How to Choose an Antibiotic for Any Case
Start with the WHO AWaRe framework: default to Access antibiotics (amoxicillin, amoxicillin-clavulanate, cefalexin) as first-line empiric therapy, escalate to Watch antibiotics (fluoroquinolones, carbapenems) only when Access agents are inadequate or local resistance demands it, and reserve Reserve antibiotics exclusively for confirmed or suspected multidrug-resistant organisms. 1
Step 1: Identify the Infection Syndrome
The first decision point is determining the anatomic site and severity of infection, as this dictates likely pathogens and appropriate empiric coverage 1, 2:
- Skin and soft tissue infections: Beta-lactams (amoxicillin-clavulanate 875/125 mg twice daily or cefalexin) are first-choice agents 1, 3
- Respiratory infections: Amoxicillin or amoxicillin-clavulanate first, with cefalexin, doxycycline, or macrolides as second choices 1
- Intra-abdominal infections (mild-moderate): Amoxicillin-clavulanate or ampicillin + gentamicin + metronidazole 3
- Intra-abdominal infections (severe): Cefotaxime or ceftriaxone + metronidazole, or piperacillin-tazobactam 3
- Necrotizing infections (mixed): Piperacillin-tazobactam 3.37 g every 6-8 hours IV plus vancomycin, or carbapenems (meropenem 1 g every 8 hours IV, imipenem 1 g every 6-8 hours IV) 3
Step 2: Assess Community vs.
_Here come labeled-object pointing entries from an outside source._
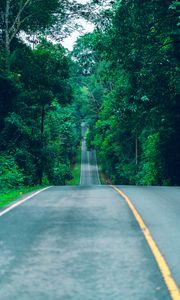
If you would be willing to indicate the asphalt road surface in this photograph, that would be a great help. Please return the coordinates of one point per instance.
(83, 243)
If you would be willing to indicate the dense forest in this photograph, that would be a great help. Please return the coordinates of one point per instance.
(122, 79)
(130, 65)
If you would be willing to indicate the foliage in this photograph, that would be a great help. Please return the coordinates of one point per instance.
(132, 88)
(10, 175)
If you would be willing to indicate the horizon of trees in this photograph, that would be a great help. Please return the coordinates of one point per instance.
(129, 69)
(123, 79)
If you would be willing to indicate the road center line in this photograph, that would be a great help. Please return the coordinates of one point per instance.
(162, 264)
(5, 211)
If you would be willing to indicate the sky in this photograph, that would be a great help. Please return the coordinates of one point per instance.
(87, 27)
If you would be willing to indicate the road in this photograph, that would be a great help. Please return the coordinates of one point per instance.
(83, 242)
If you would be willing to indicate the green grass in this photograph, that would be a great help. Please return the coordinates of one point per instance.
(76, 170)
(12, 195)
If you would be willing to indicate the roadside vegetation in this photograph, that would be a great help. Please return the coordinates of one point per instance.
(130, 84)
(76, 169)
(122, 79)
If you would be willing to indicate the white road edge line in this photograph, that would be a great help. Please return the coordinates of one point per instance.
(5, 211)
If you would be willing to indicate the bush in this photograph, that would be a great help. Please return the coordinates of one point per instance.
(10, 175)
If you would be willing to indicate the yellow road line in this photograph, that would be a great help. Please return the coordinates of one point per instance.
(163, 266)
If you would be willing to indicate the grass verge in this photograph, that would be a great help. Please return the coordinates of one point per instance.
(12, 195)
(76, 170)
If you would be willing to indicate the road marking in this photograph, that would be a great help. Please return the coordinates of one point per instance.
(5, 211)
(163, 266)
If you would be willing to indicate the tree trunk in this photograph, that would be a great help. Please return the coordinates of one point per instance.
(136, 149)
(7, 38)
(42, 144)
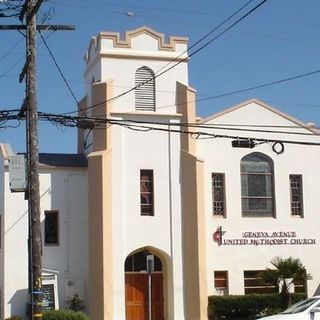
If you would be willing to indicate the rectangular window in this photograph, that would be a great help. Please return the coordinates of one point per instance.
(221, 281)
(51, 228)
(146, 192)
(300, 286)
(254, 284)
(257, 197)
(218, 194)
(296, 195)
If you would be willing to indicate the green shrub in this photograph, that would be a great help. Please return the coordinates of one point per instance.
(64, 315)
(246, 306)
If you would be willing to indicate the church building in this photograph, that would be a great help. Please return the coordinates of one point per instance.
(161, 208)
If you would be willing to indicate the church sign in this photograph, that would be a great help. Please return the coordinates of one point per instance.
(262, 238)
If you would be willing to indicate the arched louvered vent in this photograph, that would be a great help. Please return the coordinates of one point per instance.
(145, 95)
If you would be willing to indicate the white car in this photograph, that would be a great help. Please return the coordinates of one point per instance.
(308, 309)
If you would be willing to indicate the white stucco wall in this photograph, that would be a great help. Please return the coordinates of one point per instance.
(1, 235)
(220, 157)
(64, 190)
(159, 151)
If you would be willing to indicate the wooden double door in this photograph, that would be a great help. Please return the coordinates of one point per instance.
(136, 286)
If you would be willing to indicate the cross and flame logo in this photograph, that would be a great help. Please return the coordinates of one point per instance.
(217, 235)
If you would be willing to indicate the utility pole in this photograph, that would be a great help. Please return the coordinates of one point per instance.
(29, 110)
(33, 164)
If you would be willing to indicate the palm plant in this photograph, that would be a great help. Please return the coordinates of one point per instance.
(286, 272)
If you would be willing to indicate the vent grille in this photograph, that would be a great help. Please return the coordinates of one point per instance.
(145, 91)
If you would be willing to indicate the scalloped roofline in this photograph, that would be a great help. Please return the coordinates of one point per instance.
(118, 42)
(264, 105)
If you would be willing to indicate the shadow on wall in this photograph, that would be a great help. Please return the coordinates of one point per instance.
(19, 303)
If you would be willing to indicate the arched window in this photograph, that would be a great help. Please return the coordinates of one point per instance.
(257, 186)
(145, 93)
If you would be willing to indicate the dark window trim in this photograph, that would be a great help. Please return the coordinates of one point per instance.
(250, 214)
(294, 213)
(150, 206)
(219, 278)
(224, 210)
(56, 213)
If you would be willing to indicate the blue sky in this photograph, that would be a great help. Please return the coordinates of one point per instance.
(279, 40)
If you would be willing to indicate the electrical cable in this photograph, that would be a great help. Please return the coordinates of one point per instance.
(59, 69)
(179, 62)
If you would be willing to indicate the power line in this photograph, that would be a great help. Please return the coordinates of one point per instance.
(180, 61)
(59, 69)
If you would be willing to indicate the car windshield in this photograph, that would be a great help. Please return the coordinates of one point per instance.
(301, 306)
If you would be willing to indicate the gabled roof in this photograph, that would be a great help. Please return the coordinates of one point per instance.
(263, 105)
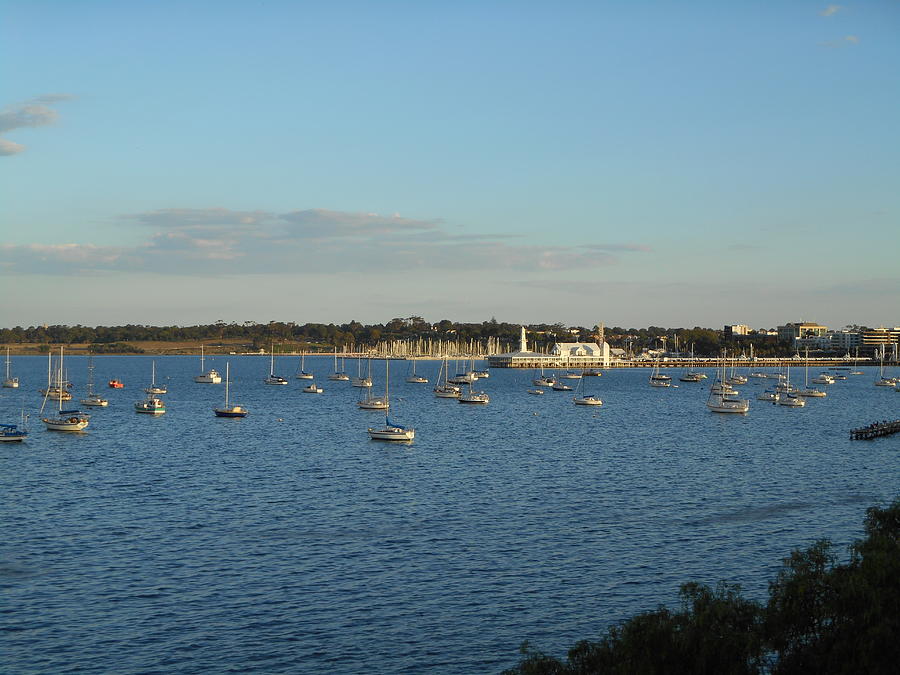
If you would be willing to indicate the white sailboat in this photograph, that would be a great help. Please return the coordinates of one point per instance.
(370, 401)
(445, 389)
(720, 400)
(152, 405)
(93, 399)
(390, 431)
(584, 399)
(472, 396)
(56, 388)
(302, 374)
(272, 378)
(359, 380)
(788, 396)
(65, 420)
(210, 376)
(228, 410)
(10, 382)
(338, 375)
(883, 381)
(659, 380)
(155, 388)
(416, 379)
(541, 380)
(689, 375)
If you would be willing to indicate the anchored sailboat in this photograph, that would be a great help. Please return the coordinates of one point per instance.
(390, 431)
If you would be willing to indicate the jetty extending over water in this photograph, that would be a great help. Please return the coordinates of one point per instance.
(875, 430)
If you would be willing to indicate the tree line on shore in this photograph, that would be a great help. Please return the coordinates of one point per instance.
(293, 336)
(821, 616)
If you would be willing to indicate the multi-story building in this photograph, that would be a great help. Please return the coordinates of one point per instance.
(736, 330)
(802, 329)
(872, 339)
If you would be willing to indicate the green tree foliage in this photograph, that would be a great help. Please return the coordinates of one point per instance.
(821, 617)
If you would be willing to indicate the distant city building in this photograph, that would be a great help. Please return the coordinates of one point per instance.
(803, 329)
(872, 338)
(735, 330)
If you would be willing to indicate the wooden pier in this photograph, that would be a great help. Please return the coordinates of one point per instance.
(875, 430)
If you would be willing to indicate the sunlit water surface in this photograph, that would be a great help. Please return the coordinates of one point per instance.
(289, 542)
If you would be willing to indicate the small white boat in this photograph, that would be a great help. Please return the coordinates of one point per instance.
(65, 420)
(229, 410)
(152, 405)
(390, 431)
(473, 396)
(210, 376)
(12, 433)
(10, 382)
(823, 378)
(658, 379)
(155, 388)
(359, 380)
(445, 389)
(338, 375)
(790, 400)
(416, 379)
(93, 399)
(721, 402)
(272, 378)
(302, 374)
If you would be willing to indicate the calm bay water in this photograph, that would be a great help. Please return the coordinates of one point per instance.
(289, 542)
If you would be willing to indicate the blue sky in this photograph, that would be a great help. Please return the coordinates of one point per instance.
(634, 163)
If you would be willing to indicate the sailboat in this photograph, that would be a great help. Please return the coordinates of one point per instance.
(416, 379)
(12, 432)
(369, 401)
(472, 396)
(445, 389)
(542, 380)
(807, 391)
(584, 399)
(152, 405)
(338, 375)
(155, 388)
(272, 377)
(883, 381)
(56, 388)
(689, 375)
(659, 380)
(230, 410)
(93, 399)
(66, 420)
(721, 400)
(10, 382)
(302, 374)
(210, 376)
(788, 395)
(390, 431)
(359, 380)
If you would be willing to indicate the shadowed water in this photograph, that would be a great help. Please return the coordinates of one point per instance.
(289, 542)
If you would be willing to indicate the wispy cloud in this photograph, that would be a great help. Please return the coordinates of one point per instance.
(620, 248)
(843, 42)
(32, 113)
(209, 241)
(322, 223)
(180, 218)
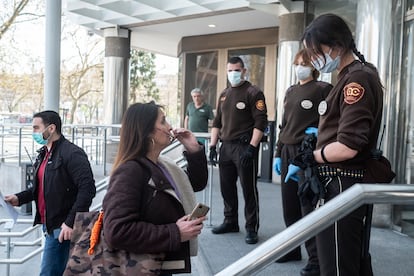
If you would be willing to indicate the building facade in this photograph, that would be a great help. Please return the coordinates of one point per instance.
(204, 34)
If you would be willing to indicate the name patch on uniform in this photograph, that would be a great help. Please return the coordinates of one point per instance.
(260, 105)
(322, 107)
(240, 105)
(306, 104)
(353, 92)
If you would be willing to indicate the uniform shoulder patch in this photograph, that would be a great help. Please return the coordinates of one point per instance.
(353, 92)
(260, 105)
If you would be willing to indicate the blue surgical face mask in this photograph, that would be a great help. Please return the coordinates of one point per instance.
(234, 77)
(38, 137)
(327, 66)
(303, 72)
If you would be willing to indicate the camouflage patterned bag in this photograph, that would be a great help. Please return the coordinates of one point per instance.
(89, 257)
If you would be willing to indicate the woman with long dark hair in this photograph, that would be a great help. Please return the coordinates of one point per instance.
(347, 133)
(149, 197)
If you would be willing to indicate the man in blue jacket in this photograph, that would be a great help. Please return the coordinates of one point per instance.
(63, 184)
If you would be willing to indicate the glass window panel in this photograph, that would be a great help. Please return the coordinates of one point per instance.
(201, 72)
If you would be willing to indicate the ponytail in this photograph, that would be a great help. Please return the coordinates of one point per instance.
(357, 53)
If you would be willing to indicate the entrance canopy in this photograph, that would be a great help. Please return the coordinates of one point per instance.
(159, 25)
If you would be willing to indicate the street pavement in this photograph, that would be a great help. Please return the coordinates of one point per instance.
(392, 252)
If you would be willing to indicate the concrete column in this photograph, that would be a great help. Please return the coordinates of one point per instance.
(291, 28)
(116, 74)
(52, 55)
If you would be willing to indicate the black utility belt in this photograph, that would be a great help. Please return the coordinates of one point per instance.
(241, 140)
(332, 172)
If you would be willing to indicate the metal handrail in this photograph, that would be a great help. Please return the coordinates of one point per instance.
(317, 221)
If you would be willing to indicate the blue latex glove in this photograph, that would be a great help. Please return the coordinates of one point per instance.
(292, 170)
(277, 165)
(312, 130)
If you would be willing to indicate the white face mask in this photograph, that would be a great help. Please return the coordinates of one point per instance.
(303, 72)
(234, 77)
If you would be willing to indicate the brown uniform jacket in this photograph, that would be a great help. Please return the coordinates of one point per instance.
(239, 110)
(141, 208)
(301, 105)
(353, 114)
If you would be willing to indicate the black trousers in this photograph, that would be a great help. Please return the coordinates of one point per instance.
(292, 208)
(340, 245)
(230, 169)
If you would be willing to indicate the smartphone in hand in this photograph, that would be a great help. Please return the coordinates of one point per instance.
(199, 211)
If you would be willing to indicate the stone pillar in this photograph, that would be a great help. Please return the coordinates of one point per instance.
(116, 74)
(291, 28)
(52, 55)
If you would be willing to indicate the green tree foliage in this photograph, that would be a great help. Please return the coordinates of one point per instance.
(142, 69)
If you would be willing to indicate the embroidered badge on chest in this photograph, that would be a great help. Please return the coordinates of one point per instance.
(306, 104)
(322, 107)
(260, 105)
(240, 105)
(353, 92)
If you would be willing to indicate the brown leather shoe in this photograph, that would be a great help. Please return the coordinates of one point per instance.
(251, 237)
(226, 228)
(310, 270)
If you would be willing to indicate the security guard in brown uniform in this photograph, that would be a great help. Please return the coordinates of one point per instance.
(240, 121)
(347, 133)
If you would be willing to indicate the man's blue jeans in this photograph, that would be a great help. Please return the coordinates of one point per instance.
(55, 254)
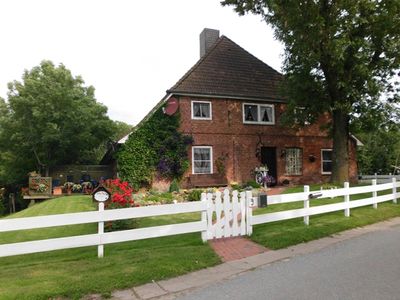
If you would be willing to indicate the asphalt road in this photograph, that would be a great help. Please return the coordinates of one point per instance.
(365, 267)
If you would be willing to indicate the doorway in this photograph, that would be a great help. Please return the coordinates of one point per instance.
(268, 157)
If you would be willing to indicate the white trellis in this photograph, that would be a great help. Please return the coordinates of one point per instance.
(226, 213)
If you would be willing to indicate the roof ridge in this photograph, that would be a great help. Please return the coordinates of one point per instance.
(197, 64)
(251, 54)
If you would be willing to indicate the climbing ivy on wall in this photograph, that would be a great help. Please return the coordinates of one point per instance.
(155, 149)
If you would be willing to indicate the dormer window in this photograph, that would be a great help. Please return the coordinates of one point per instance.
(201, 110)
(258, 114)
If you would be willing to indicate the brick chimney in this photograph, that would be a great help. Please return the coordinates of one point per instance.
(208, 37)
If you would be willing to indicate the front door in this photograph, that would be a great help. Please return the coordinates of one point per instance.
(268, 157)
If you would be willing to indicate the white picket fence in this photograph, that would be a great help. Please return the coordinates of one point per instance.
(226, 215)
(100, 239)
(222, 215)
(346, 205)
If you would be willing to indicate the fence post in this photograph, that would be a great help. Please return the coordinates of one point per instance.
(100, 248)
(307, 204)
(374, 194)
(249, 214)
(204, 217)
(347, 200)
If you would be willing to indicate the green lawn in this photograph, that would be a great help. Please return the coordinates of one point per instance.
(282, 234)
(74, 273)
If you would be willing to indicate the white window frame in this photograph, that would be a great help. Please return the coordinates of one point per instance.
(300, 161)
(200, 118)
(259, 114)
(211, 158)
(322, 161)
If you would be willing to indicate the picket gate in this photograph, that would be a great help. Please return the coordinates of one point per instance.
(226, 214)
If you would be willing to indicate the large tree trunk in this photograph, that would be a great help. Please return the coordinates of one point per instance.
(340, 157)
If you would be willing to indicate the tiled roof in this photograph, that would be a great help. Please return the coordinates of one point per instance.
(229, 70)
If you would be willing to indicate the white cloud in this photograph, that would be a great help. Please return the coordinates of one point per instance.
(130, 51)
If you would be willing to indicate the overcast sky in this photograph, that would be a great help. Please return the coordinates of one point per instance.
(131, 51)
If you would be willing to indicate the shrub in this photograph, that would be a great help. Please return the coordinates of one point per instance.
(2, 207)
(121, 197)
(194, 195)
(253, 184)
(237, 187)
(174, 187)
(155, 146)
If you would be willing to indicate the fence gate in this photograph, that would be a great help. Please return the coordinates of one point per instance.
(226, 214)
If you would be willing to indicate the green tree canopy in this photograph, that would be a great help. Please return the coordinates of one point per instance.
(50, 118)
(340, 57)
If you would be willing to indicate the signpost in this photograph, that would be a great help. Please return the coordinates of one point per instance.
(101, 195)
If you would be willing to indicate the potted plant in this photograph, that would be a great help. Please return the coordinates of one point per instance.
(87, 187)
(76, 188)
(68, 187)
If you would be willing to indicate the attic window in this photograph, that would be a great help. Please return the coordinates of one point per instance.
(201, 110)
(258, 113)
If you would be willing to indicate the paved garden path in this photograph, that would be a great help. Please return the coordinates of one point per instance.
(230, 249)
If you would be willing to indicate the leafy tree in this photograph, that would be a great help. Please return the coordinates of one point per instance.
(50, 118)
(121, 130)
(381, 150)
(340, 57)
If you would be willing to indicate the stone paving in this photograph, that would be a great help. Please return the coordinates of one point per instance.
(229, 249)
(235, 248)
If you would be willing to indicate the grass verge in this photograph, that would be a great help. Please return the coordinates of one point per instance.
(74, 273)
(282, 234)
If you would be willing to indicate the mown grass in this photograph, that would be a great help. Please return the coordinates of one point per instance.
(286, 233)
(74, 273)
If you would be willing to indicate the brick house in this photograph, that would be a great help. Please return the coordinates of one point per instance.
(229, 101)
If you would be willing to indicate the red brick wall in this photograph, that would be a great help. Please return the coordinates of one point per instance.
(227, 134)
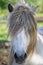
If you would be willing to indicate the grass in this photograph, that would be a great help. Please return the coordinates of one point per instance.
(4, 31)
(3, 28)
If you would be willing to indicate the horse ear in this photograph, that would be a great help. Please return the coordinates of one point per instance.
(33, 9)
(10, 7)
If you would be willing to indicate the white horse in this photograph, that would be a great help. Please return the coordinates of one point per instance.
(26, 42)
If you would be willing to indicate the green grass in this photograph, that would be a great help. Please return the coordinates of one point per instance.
(3, 32)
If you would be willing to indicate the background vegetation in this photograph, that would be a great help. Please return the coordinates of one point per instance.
(4, 14)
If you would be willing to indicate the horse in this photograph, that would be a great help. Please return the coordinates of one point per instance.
(26, 42)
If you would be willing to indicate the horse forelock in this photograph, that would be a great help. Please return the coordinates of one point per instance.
(23, 17)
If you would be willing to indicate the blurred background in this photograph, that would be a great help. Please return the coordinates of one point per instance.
(3, 20)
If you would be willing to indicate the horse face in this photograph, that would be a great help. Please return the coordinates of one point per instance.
(20, 43)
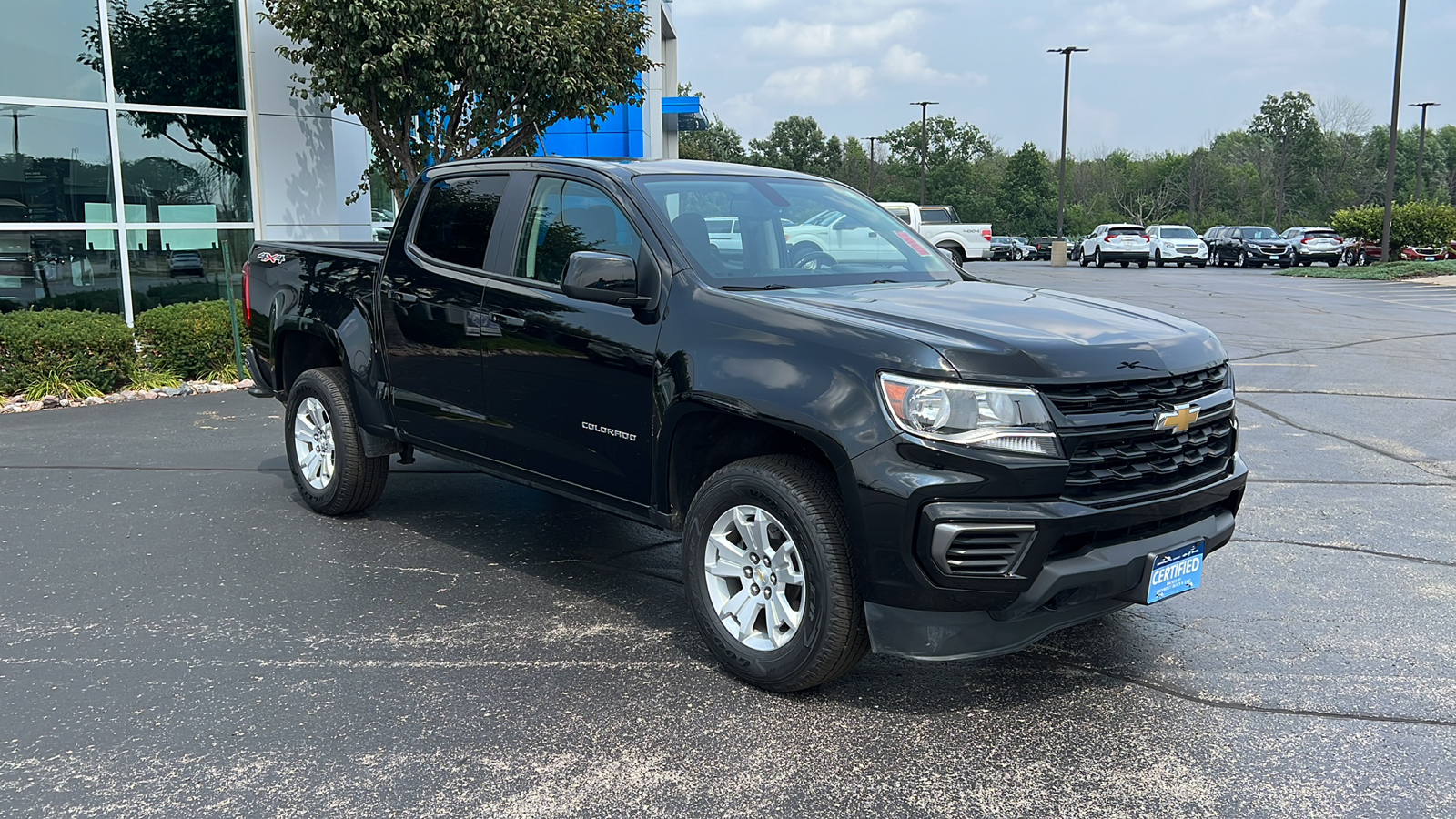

Healthcare-Associated Infection
This distinction fundamentally changes pathogen likelihood and resistance patterns 2, 4:
Community-acquired infections:
- Narrower spectrum agents from Access group are appropriate 1
- Lower risk of multidrug-resistant organisms 2
- Penicillin, amoxicillin-clavulanate, or first-generation cephalosporins typically adequate 1, 5
Healthcare-associated infections:
- Require broader coverage for resistant organisms including multidrug-resistant gram-negative bacilli and MRSA 2, 4
- Consider antipseudomonal coverage (cefepime, ceftazidime, piperacillin-tazobactam, or carbapenems) 1
- Add vancomycin if MRSA suspected based on local prevalence or risk factors 3
Step 3: Apply the Spectrum Narrowing Principle
Choose the narrowest spectrum that covers likely pathogens 1:
- For gram-positive infections, penicillin, cloxacillin, and erythromycin cover 90% of cases 5
- For streptococcal necrotizing fasciitis: Penicillin 2-4 million units every 4-6 hours IV plus clindamycin 600-900 mg every 8 hours IV 3
- For staphylococcal infections (methicillin-susceptible): Nafcillin or oxacillin 1-2 g every 4 hours IV, or cefazolin 1 g every 8 hours IV 3
- For MRSA: Vancomycin 30 mg/kg/day in 2 divided doses IV (target trough 15-20 µg/mL), linezolid 600 mg every 12 hours, or daptomycin 4-6 mg/kg/day 3, 6
Step 4: Consider Local Resistance Patterns
Local surveillance data should override general recommendations when resistance rates are high 1, 2, 7:
- If local MRSA prevalence is >10-15% in skin infections, add empiric vancomycin 3
- If extended-spectrum beta-lactamase (ESBL) organisms are common, escalate to carbapenems 3
- Inadequate initial empiric therapy increases mortality, hospital stay, and costs—err on the side of broader coverage initially 2, 4
Step 5: Plan for De-escalation
Initiate broad-spectrum therapy when necessary, but narrow within 2-4 days based on culture results and clinical response 2, 4:
- Obtain cultures before starting antibiotics whenever possible 4
- Reassess at 48-72 hours when susceptibility data available 2
- Switch from IV to oral when clinically stable 3
- Standard duration for most skin and soft tissue infections is 7-14 days 3
Critical Pitfalls to Avoid
Reflexive broad-spectrum prescribing: 30-50% of antibiotic prescriptions are inappropriate 1. Start with Access antibiotics unless specific risk factors demand escalation.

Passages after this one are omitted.